Baia on Italy’s west coast was once a place of debauchery and excess for the Roman upper class. Until the place literally sank because the sea swallowed it. You can still admire the ruins of the ancient city in the water today. But nobody knows for how much longer.
In the shallow sea waters off the Italian coastal town of Pozzuoli, about 30 kilometers from Naples, lies the Atlantis of Italy. We are talking about the lost city of Baia, also known by another name: the “Las Vegas of the Roman Empire”. Because up until about 2000 years ago, Baia was a place of unimaginable debauchery and excess, built for the Roman upper class. This is where the super-rich came to do business, relax at the city’s spas, or just to party.
As the ” BBC ” reports, the list of illustrious guests here reads like a “Who’s Who” of the Roman Empire. Accordingly, the famous writer Cicero had a second home here, as did the poet Virgil and the philosopher Pliny. According to legend, Egyptian Queen Cleopatra escaped from her captors after killing her lover Julius Caesar in 44 BC in Baia. And the Roman emperor Claudius was poisoned here by his own wife so that her son Nero could ascend the Roman imperial throne.
Pleasure gardens and thermal baths
The great asset of Baia were its thermal baths, which had hot medicinal waters due to volcanic activity in the ground under Baia. The mild climate on the west coast of Italy also played its part in the Roman upper class discovering the place for themselves. Squares paved with mosaics, houses made of volcanic stone and private pleasure gardens such as the Nymphaeum of Emperor Claudius, some of which still exist today, show how luxurious Baia must have been.
However, so much decadence could only displease the gods, and so the sinkhole of Baia met his fate. The volcanic activity in the area caused the earth to rise and fall here over the centuries, and Baia was slowly submerged by the Mediterranean Sea. Its ruins still lie in the water, which is on average six meters deep, and so the place has been given a new nickname: the Atlantis of Italy.
Italy’s Atlantis is open to tourists
The sunken city first came to public attention again in the 1940s when a pilot managed an aerial view of the ruins in shallow water. Geologists then began to take an interest in Baia. However, it was not until the 1960s that the facility was officially explored by submarine for the first time.
The investigations that photographers, divers and historians have made since then have established Baia’s reputation as the “Las Vegas of the Roman Empire”. With the help of 3D scanning technology, they resurrected the ancient city in all its luxury on the computer.

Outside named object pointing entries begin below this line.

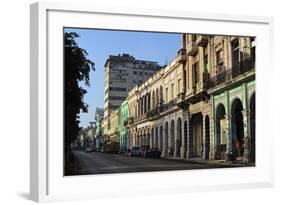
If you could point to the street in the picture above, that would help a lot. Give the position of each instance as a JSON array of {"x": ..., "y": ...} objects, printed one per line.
[{"x": 102, "y": 163}]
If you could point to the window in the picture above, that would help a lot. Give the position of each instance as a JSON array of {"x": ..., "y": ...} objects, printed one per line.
[
  {"x": 193, "y": 37},
  {"x": 219, "y": 57}
]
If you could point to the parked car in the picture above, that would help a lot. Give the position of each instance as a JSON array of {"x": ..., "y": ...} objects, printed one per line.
[
  {"x": 111, "y": 147},
  {"x": 89, "y": 149},
  {"x": 135, "y": 151},
  {"x": 152, "y": 153}
]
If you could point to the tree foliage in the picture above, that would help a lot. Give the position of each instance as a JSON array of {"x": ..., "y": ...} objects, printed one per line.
[{"x": 77, "y": 69}]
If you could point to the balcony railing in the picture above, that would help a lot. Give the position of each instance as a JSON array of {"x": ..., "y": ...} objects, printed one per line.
[
  {"x": 167, "y": 106},
  {"x": 227, "y": 74},
  {"x": 181, "y": 56},
  {"x": 153, "y": 113},
  {"x": 192, "y": 48},
  {"x": 201, "y": 40}
]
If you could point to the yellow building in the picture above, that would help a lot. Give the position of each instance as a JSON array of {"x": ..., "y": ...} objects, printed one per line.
[{"x": 202, "y": 104}]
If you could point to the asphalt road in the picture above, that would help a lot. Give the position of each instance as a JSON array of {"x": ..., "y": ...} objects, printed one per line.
[{"x": 102, "y": 163}]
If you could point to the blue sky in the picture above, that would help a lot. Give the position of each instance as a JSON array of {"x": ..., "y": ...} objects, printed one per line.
[{"x": 159, "y": 47}]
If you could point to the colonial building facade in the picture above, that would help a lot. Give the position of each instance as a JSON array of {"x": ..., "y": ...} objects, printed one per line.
[
  {"x": 202, "y": 104},
  {"x": 122, "y": 73}
]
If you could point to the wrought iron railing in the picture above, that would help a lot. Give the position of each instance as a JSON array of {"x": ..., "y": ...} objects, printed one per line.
[{"x": 226, "y": 75}]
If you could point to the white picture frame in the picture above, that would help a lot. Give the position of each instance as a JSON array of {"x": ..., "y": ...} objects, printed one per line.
[{"x": 47, "y": 182}]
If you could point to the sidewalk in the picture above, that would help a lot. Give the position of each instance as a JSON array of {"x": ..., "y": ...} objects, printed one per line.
[{"x": 237, "y": 163}]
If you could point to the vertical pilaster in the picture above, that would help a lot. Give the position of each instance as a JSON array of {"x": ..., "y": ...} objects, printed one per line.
[
  {"x": 189, "y": 151},
  {"x": 176, "y": 137},
  {"x": 228, "y": 151},
  {"x": 159, "y": 138},
  {"x": 165, "y": 138},
  {"x": 245, "y": 113},
  {"x": 183, "y": 147},
  {"x": 151, "y": 138},
  {"x": 204, "y": 138}
]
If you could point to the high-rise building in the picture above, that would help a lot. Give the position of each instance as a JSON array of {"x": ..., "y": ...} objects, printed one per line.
[{"x": 122, "y": 73}]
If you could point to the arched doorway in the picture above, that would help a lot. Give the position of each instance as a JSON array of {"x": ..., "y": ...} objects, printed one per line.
[
  {"x": 207, "y": 137},
  {"x": 172, "y": 138},
  {"x": 197, "y": 134},
  {"x": 237, "y": 128},
  {"x": 179, "y": 137},
  {"x": 221, "y": 139},
  {"x": 253, "y": 128}
]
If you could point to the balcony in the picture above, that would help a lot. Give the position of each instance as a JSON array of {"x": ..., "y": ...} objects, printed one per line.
[
  {"x": 181, "y": 56},
  {"x": 202, "y": 40},
  {"x": 180, "y": 100},
  {"x": 168, "y": 106},
  {"x": 228, "y": 74},
  {"x": 153, "y": 113},
  {"x": 192, "y": 48}
]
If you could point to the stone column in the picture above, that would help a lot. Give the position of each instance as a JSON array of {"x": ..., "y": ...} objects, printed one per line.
[
  {"x": 183, "y": 147},
  {"x": 155, "y": 138},
  {"x": 189, "y": 151},
  {"x": 151, "y": 138},
  {"x": 159, "y": 136},
  {"x": 246, "y": 113},
  {"x": 177, "y": 138},
  {"x": 165, "y": 142},
  {"x": 204, "y": 138},
  {"x": 228, "y": 152}
]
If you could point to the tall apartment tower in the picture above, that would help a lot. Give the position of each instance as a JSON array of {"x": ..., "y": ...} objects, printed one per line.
[{"x": 122, "y": 73}]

Since 2002, the site has also been accessible to tourism as a protected underwater area. You can approach Baia in different ways. On the one hand, glass-bottom boats regularly visit the place, thanks to which you can get an overview. If you want to get even closer, you can either dive or snorkel.
Will Baia finally go under?
However, many of the statues that can still be seen underwater today are replicas. The originals are in a museum on land. Just like a part of Baia that is above sea level today. This was excavated in the 1950s by Amedeo Maiuri, who also opened up the ruins of Herculaneum and Pompeii. But if you want to visit the Baia under water with your own eyes, you had better hurry.
Because scientists have predicted further volcanic activity for the region in the future. This could finally destroy the surviving ruins of Baia. In addition, diving or snorkeling would then be too unsafe to allow tourism here. And so it is to be feared that Baia, the Atlantis of Italy, could one day perish forever.